September 12th, 2009 by Ben Goldacre in bad science
Ben Goldacre, 12 September 2009, The Guardian
This week the peer review system has been in the newspapers, after a survey of scientists suggested it had some problems. This is barely news. Peer review – where articles submitted to an academic journal are reviewed by other scientists from the same field for an opinion on their quality – has always been recognised as problematic. It is timeconsuming, it could be open to corruption, and it cannot prevent fraud, plagiarism, or duplicate publication, although in a more obvious case it might. The problem with peer review is, it’s hard to find anything better.
Here is one example of a failing alternative. This month, after a concerted campaign by academics aggregating around websites such as Aidstruth.org, academic publishers Elsevier have withdrawn two papers from a journal called Medical Hypotheses.
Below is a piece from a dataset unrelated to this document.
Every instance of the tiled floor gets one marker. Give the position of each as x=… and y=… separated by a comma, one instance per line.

This academic journal is a rarity: it does not have peer review, and instead, submissions are approved for publication by its one editor.
Articles from Medical Hypotheses have appeared in this column quite a lot. They carried one almost surreally crass paper in which two italian doctors argued that “mongoloid” really was an appropriate term for people with Down syndrome after all, because they share many characteristics with oriental populations (including: sitting cross legged; eating small amounts of lots of different types of food with MSG in it; and an enjoyment of handicrafts). You might also remember two pieces discussing the benefits and side effects of masturbation as a treatment for nasal congestion.
The papers withdrawn this month step into a new domain of foolishness. Both were from the community who characterise themselves as “Aids dissidents”, and one was co-authored by their figureheads, Peter Duesberg and David Rasnick.